Per un giorno sulla scena del crimine o a caccia di piromani che distruggono il territorio, approfondendo le tecniche investigative che servono per repertare un’arma o delle tracce di sangue in un contesto di indagine. Ma anche come si fa a osservare le tracce lasciate dai piromani nei boschi distrutti da un incendio. E’ una vera scuola di formazione condensata in poche ore quella offerta ai ragazzi delle scuole di Castrovillari dai Militari del Comando Compagnia Carabinieri di Castrovillari e dai Carabinieri Forestale della Stazione della città del Pollino. In occasione del 4 Novembre si rinnova il legame tra gli uomini dell’Arma agli ordini del Capitano Michelangelo Iocolo e il territorio, con particolare attenzione alle scuole, all’interno delle quali il personale in divisa si reca spesso per rafforzare l’educazione alla legalità.
Bastava guardare gli occhi sgranati e lo sguardo attento dei ragazzi per capire che giornate come questa sono fondamentali per avvicinare i giovani a temi delicati, ma purtroppo sempre più di stretta attualità, ma soprattutto per permettere a tanti di guardare ai servitori dello Stato (in particolare i Carabinieri) come uomini che si dedicano con passione alla difesa delle comunità, alla salvaguardia del territorio, alla sicurezza di tutti. Dita alzate al cielo per le domande più “scomode” e curiose e poi l’immancabile “assalto pacifico” ad uno dei veicoli del pronto intervento Radiomobile che ha conquistato lo sguardo dei tanti giovanissimi che hanno fatto a gara per sedersi al posto di guida, osservare i comandi e i dispositivi dell’auto utilizzata quotidianamente dai Carabinieri per pattugliare il territorio della città di Castrovillari e del comprensorio.
Per “Caserme aperte” nel chiostro della storica struttura che accoglie il presidio dei carabinieri in città circa un centinaio di studenti hanno trovato allestita la scena di un crimine, con tanto di nastro bianco e rosso utilizzato nella realtà per delimitare aree di investigazione, e un’arma da fuoco da repertare insieme alle impronte di un potenziale assassino. Più in là gli uomini della Forestale con le loro sacche di investigazione pronti a partire per i boschi dove un immaginario piromane ha distrutto parte del nostro territorio.
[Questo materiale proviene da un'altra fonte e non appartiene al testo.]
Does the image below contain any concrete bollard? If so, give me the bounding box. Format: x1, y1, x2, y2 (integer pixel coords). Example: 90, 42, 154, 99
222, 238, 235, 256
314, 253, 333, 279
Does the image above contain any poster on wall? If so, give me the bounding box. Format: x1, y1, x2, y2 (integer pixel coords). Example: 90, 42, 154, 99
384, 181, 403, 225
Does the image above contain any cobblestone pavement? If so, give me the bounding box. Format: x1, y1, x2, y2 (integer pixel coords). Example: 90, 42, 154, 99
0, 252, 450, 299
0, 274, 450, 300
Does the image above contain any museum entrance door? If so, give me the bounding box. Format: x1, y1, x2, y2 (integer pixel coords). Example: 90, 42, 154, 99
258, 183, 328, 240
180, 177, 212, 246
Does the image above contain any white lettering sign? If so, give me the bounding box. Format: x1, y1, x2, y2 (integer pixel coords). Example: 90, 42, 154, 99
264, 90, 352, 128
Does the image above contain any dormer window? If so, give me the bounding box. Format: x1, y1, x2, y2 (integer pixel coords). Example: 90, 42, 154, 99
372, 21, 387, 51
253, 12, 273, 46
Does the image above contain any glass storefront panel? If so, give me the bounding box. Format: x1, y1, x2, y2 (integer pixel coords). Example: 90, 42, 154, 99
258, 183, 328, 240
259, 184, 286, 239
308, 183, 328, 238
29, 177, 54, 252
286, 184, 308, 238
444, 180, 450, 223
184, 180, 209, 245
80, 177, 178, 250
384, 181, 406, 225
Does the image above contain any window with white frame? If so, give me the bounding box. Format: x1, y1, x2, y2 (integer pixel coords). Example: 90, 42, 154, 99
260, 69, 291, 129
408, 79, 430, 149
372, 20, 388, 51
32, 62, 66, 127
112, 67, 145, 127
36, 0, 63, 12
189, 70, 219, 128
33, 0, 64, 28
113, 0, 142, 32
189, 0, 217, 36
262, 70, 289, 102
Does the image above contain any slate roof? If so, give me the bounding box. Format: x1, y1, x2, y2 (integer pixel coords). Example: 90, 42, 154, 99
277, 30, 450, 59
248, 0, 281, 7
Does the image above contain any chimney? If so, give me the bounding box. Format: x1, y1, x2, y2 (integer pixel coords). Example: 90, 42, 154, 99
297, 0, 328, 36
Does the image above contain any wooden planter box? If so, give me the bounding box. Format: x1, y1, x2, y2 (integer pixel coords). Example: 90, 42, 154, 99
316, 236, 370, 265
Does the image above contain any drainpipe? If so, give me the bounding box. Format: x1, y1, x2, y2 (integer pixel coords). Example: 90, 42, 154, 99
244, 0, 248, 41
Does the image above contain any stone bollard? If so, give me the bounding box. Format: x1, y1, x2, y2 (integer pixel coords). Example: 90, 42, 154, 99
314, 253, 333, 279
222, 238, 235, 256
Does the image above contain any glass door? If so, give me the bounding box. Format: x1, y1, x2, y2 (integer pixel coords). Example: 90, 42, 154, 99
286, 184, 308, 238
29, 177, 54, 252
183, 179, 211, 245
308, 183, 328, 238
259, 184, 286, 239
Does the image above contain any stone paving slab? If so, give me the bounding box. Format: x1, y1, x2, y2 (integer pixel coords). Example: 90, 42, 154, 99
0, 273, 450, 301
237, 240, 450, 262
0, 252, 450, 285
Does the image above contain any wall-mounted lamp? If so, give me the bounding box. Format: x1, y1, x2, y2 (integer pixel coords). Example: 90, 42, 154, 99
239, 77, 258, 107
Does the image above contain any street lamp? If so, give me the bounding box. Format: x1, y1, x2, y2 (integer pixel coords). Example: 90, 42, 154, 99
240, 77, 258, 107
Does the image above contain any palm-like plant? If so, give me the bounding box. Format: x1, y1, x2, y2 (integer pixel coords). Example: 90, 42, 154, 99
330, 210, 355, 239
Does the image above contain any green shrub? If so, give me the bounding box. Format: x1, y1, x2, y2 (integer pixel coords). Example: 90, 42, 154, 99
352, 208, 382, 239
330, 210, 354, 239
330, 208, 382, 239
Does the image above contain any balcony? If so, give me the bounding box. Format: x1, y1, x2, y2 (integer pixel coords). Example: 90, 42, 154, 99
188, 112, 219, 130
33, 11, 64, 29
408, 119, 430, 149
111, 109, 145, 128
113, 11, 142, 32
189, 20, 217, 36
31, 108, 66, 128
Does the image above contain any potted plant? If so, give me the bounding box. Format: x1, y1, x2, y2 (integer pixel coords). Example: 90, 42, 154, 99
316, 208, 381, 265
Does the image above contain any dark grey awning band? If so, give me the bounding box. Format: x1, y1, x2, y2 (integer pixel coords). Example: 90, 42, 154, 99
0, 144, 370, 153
Palette segnaletiche per le tracce ritrovate, boccette per la campionatura dei reperti ritrovati, ispezione delle tracce tutto riproposto con dovizia di particolare per appassionante i giovani studenti e permettergli di calarsi in un giorno di “ordinaria amministrazione” per gli uomini che garantiscono la nostra sicurezza con un lavoro certosino che spesso passa inosservato agli occhi di tutti.
Una giornata di immersione nella vita dei Carabinieri per ritornare a casa con il cuore gonfio di orgoglio per il lavoro quotidiano offerto alla comunità e magari vedersi salutare per strada, domani, dai tanti giovani che hanno compreso che quegli uomini in giacca e pantalone nero, con berretto e fiamma accesa sempre in testa sono gli eroi silenziosi della nostra vita, che possiamo incontrare sul marciapiede e riconoscere come servitori appassionati della gente, prima che dello Stato. A loro il grazie infinito per il servizio e l’esempio che offrono a tutti noi, dovrebbe essere forse un gesto condiviso non solo in giornate come queste. Ma sempre.